Topology optimisation of stiffeners layout for shape-morphing of dielectric elastomers

This paper presents an in-silico framework, where for the first time, the design of stiffeners layout for shape-morphing of dielectric elastomers, is carried out by means of topology optimisation (TO). Inspired by the experimental work at Clarke Lab (Harvard) (Hajiesmaili and Clarke in Nat Commun 10(183):1-7, 2019), this paper explores the use of TO techniques with the aim of designing the layers of passive or purely mechanical material that need to be attached to a fixed layer of active dielectric elastomer (DE). The aim is to induce an anisotropic response of the overall device when the active region is subjected to a voltage gradient across its thickness, hence, obtaining complex electrically induced deformations yielding Gaussian curvature changes.

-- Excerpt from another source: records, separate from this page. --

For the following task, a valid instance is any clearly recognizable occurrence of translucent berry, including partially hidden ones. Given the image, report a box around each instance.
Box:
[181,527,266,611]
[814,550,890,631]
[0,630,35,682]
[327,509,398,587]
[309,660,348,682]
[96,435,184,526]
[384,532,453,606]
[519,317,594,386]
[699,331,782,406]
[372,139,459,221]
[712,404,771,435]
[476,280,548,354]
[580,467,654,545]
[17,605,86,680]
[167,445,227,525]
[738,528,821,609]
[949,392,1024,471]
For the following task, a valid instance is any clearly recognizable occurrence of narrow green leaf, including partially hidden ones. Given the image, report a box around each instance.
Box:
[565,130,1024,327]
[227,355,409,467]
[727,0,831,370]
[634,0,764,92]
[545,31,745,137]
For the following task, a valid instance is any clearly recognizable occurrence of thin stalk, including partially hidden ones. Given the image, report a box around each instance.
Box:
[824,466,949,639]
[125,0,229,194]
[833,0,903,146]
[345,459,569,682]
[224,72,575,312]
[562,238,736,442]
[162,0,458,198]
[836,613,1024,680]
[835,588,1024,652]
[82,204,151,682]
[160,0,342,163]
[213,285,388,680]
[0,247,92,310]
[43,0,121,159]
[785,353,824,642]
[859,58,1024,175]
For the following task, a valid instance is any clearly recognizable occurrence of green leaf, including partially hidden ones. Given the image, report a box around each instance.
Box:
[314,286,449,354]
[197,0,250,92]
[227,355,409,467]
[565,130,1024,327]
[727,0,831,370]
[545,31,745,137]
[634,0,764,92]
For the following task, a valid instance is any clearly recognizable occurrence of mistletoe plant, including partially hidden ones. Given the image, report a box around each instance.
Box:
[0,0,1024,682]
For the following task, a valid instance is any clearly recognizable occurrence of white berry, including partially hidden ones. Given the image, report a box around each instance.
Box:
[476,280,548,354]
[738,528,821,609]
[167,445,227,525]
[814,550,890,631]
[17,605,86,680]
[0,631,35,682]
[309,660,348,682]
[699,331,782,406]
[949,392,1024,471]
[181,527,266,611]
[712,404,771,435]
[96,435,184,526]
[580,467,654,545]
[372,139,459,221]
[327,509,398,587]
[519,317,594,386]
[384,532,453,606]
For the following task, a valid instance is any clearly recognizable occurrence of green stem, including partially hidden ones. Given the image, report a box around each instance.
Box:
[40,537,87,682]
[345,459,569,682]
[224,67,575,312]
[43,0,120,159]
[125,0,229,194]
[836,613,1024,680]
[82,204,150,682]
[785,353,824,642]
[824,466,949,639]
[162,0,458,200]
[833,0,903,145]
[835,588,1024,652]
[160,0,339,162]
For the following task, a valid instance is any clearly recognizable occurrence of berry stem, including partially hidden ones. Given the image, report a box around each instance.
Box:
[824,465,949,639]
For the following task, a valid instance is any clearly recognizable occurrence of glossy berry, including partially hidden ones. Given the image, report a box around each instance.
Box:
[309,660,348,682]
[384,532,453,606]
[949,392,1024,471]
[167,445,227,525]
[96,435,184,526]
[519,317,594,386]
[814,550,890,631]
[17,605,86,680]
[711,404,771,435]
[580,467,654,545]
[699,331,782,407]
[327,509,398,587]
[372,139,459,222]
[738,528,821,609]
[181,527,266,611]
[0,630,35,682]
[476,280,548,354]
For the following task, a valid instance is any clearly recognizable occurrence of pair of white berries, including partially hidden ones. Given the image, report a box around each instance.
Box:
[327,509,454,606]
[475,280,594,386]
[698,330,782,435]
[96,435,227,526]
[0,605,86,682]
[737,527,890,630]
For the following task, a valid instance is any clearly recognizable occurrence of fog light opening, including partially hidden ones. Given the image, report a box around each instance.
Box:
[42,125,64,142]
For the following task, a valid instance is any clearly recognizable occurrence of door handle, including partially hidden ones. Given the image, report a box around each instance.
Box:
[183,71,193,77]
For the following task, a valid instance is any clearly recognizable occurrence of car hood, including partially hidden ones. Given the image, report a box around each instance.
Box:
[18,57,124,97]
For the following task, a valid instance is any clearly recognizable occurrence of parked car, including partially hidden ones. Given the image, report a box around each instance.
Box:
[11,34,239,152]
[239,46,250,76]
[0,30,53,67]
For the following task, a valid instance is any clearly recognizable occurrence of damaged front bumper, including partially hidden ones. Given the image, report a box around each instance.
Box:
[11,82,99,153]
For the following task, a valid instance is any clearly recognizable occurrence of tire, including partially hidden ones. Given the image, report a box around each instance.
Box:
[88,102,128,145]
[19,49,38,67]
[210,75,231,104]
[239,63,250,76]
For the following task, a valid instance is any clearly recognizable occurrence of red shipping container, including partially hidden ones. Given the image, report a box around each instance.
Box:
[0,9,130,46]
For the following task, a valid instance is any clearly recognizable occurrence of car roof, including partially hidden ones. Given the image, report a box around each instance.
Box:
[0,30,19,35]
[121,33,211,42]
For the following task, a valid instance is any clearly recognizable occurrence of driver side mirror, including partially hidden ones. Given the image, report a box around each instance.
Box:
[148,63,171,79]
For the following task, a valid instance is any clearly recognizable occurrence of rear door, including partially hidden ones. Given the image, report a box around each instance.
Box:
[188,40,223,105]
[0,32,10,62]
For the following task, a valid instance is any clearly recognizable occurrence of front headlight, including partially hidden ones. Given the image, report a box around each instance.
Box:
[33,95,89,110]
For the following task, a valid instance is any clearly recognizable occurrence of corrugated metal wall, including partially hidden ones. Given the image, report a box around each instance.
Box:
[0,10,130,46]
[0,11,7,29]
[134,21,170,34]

The latter can be alternatively achieved by means of the optimisation of spatially varying electrodes (Martinez-Frutos et al 2021) but not through the optimisation of the electro-active material itself (Ortigosa et al in Struct Multidisc Optim 64:257-280, 2019). A series of numerical examples are included in this paper where the objective of the topology optimisation of passive materials over active layers of DEs is demonstrated by inducing desired anisotropy in their response, yielding complex electrically induced deformations. Furthermore, a study of the influence upon the optimised design of the relative mechanical stiffness of the passive material or stiffener with respect to that the non-optimisable electro-active material has been presented in the numerical examples section.